Labour may have elected a leader who, like Key, is hard not to like, but Shearer will be quite a different kind of leader.
Shearer is in no rush. He will be bold when he is good and ready to be bold.
As one Labour MP likes to characterise it, the track to government is not a sprint.
It's not a marathon, either. It's more like a 1500m race.
The Ports of Auckland dispute gives some clue about what to expect of the Shearer leadership.
He has met the baying from the left and goading from the right to support the union in the dispute with silence.
Darien Fenton has expressed general concerns about casualisation of work at the port but the party has backed away from the view that the union must be defended to the death in every dispute with business.
Phil Twyford might have been close to Shearer's view when he floated the notion on National Radio this week that there may be too many ports in the north of the North Island and greater rationalisation might not be a bad thing.
Shearer won't be responding to every issue just because he is asked - in the way that John Key does and Phil Goff did.
For a start, he is not politically dexterous enough to do so. And having so little experience, he doesn't have the institutional knowledge of the party or politics generally.
His political compass will be grounded more in values than old Labour traditions.
He will be more positive generally. He will not automatically oppose. He will be measured.
Key's advice to Shearer to push through policy early was based on his own experience. He did it at one of his earliest Cabinet meetings in 2009 over the restoration of titular honours with no particular support from colleagues.
He clearly didn't know at the time that his honeymoon would last a full three years and he could have used his political capital at any point.
But even if Shearer were tempted to follow Key's advice, the party would not let him get away with issuing policy diktats or repudiating policy he thought was wrong.
The open leadership contest in which Shearer and David Cunliffe addressed party meetings is likely to have changed the expectations of the membership.
They will be looking for more of that, not less, as the party heads into review mode.
Labour is still a little brittle after the leadership battle.
Shearer may be an ageing surfer, but he is not yet riding a wave of political support either with the public or within the party that would allow him to make policy by decree.
The Roy Morgan poll this week, the first since the election, shows no change in Labour's polling, putting it still at 27.5 per cent.
The first formal party event of the year is taking place this weekend but it is in more futuristic and optimistic mode.
The annual Labour Youth summer school near Orere Point on the Firth of Thames will be talking about what legacy a sixth Labour government - presumably a Shearer-led government - should have.
Next week at a caucus retreat in Taupo, some retrospection will begin.
There is policy to be reviewed but again, there is no rush.

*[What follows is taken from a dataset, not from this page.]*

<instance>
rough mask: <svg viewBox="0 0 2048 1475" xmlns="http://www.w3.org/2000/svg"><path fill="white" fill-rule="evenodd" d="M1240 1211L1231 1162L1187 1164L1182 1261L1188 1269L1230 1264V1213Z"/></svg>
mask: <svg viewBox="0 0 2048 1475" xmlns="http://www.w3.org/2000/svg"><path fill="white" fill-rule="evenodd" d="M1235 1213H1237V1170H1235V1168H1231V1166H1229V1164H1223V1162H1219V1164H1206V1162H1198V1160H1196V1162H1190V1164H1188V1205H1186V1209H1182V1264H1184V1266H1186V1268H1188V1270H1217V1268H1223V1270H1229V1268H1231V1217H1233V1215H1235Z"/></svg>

Next week the party will look at how that process will run.
There is no shortage of policies for possible repudiation - the capital gains tax, raising the age of superannuation to 67, compulsory KiwiSaver, and extending the in-work family tax credit to beneficiaries with children.
Of those, the capital gains tax policy is the least likely to go. It was thoroughly researched and announced and explained well in advance of the election.

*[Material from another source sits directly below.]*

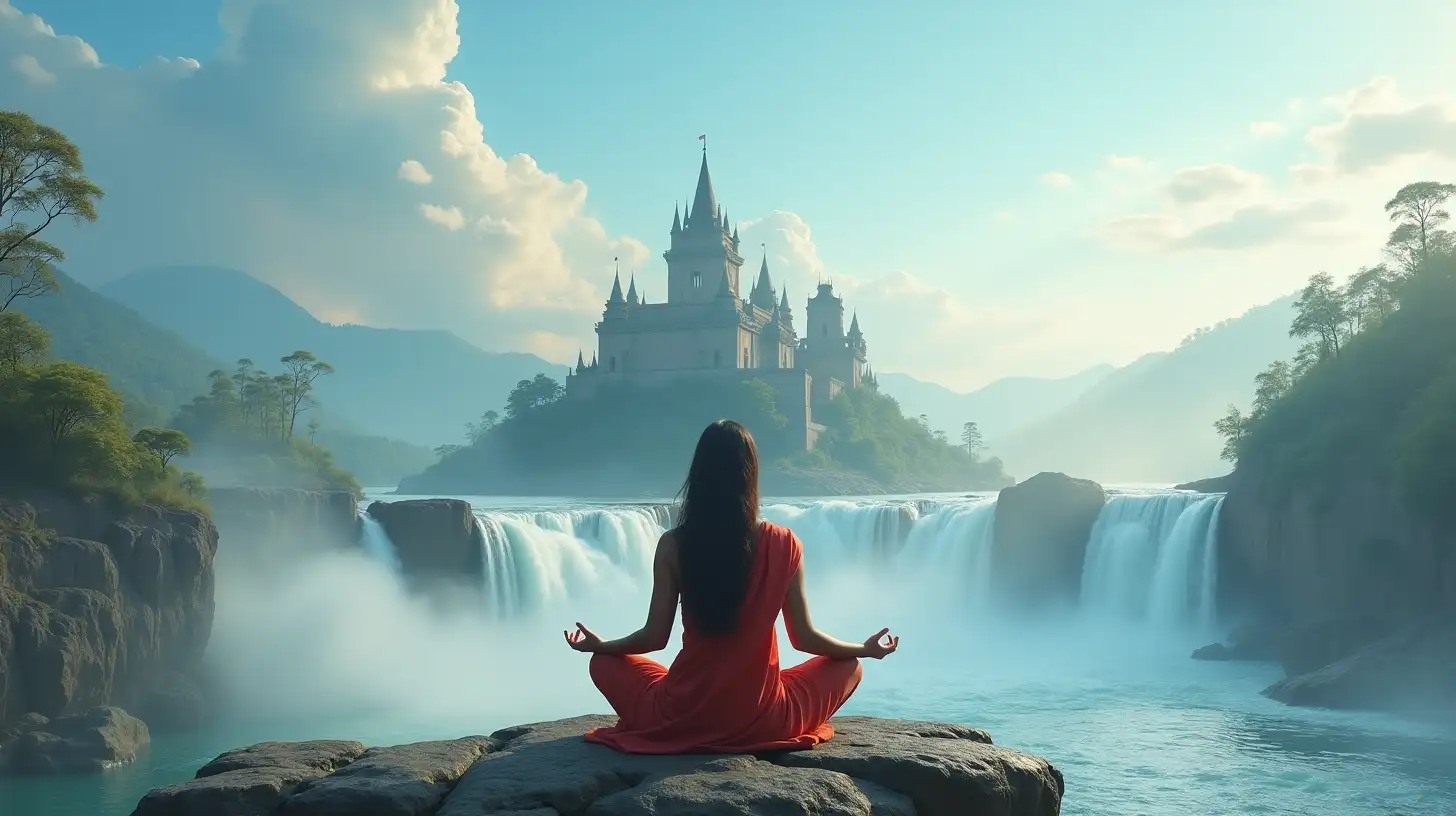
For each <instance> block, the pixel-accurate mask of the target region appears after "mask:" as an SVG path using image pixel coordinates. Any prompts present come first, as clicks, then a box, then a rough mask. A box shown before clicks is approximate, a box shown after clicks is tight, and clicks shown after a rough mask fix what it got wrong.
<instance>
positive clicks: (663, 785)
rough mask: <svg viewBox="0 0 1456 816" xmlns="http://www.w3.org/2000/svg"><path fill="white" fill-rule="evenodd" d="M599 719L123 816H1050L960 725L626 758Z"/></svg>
mask: <svg viewBox="0 0 1456 816" xmlns="http://www.w3.org/2000/svg"><path fill="white" fill-rule="evenodd" d="M612 723H613V718H610V717H577V718H574V720H561V721H556V723H537V724H533V726H517V727H513V729H504V730H499V731H495V733H494V734H491V736H488V737H486V736H475V737H464V739H459V740H446V742H424V743H414V745H402V746H395V748H374V749H368V750H365V749H364V746H363V745H360V743H355V742H335V740H331V742H307V743H264V745H256V746H252V748H245V749H242V750H233V752H229V753H224V755H221V756H218V758H217V759H214V761H213V762H210V764H208V765H205V766H204V768H202V769H199V771H198V772H197V778H194V780H192V781H188V782H182V784H179V785H172V787H167V788H159V790H154V791H151V793H149V794H147V796H146V797H144V799H143V800H141V801H140V803H138V804H137V809H135V812H134V815H132V816H214V815H220V813H226V815H230V816H249V815H259V816H261V815H265V813H280V815H284V816H290V815H298V816H303V815H309V816H333V815H338V816H347V815H363V813H390V815H393V816H430V815H438V816H480V815H499V816H505V815H518V816H524V815H533V816H561V815H565V813H582V815H585V813H590V815H600V816H613V815H617V816H635V815H657V816H671V815H680V816H689V815H692V816H700V815H713V813H724V815H728V813H732V815H741V816H751V815H757V813H761V815H785V813H814V815H818V816H871V815H875V816H913V815H922V816H951V815H961V813H976V815H984V816H1056V815H1057V813H1060V810H1061V797H1063V794H1064V782H1063V778H1061V772H1060V771H1057V769H1056V768H1054V766H1053V765H1051V764H1050V762H1047V761H1045V759H1041V758H1037V756H1031V755H1026V753H1018V752H1015V750H1008V749H1003V748H997V746H994V745H993V743H992V739H990V736H989V734H986V731H978V730H976V729H965V727H961V726H943V724H936V723H913V721H904V720H878V718H871V717H840V718H836V720H834V727H836V730H837V734H836V736H834V739H833V740H830V742H827V743H823V745H820V746H817V748H815V749H812V750H799V752H788V753H776V755H766V756H702V755H699V756H642V755H628V753H617V752H614V750H612V749H609V748H604V746H600V745H591V743H587V742H585V740H584V739H582V734H584V733H585V731H587V730H588V729H591V727H597V726H607V724H612Z"/></svg>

But gradually raising the minimum age to receive superannuation from 65 to 67 and making KiwiSaver compulsory are another story.
Apart from the issue of whether it is fair to workers, it was a rush job announced by former leader Phil Goff only four weeks before the election . Billed as being courageous and responsible, it was mercilessly trashed by National and misunderstood by voters.

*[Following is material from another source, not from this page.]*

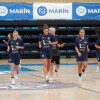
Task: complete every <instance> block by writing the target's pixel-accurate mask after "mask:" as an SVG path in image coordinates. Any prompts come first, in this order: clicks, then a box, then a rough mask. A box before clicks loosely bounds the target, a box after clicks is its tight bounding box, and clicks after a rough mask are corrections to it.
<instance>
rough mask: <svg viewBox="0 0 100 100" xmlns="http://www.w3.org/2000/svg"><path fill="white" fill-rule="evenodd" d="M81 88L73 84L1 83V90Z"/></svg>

Next month Shearer will give a speech outlining areas of imminent change.
The welfare debate has already been sparked unofficially by Labour's Rangitikei candidate, Josie Pagani, who wrote in the Herald about how hard it was to explain to working people the fairness of extending in-work tax credits to beneficiaries.
It was a policy that cost Labour votes but has been defended as the moral thing to do.
Labour in New Zealand has some parallels with Labour in Britain. Under new leader Ed Milliband, Britain's Labour Party is repositioning to reflect austere fiscal realities and the public mood.
It has accepted, for example, public sector pay freezes in the face of stiff opposition from within the party, especially its union supporters.
Milliband is trying to advance policies that connect Labour to the public without creating divisions in his party.
Shearer will face the same challenge as he steers his party through a critical reform phase.
Labour under Goff swung to the left. Much of the messaging on policy was laced with class war undertones - "slog the rich, help the poor".
The in-work policy dilemma posed by Pagani exemplifies the big questions facing Labour.
Does the party continue to promote policy on the basis of principle that may lose it votes? Or does it take a more pragmatic approach?
Well, the pragmatists won the leadership contest. And that inevitably points towards the centre. But nothing will be done in a rush.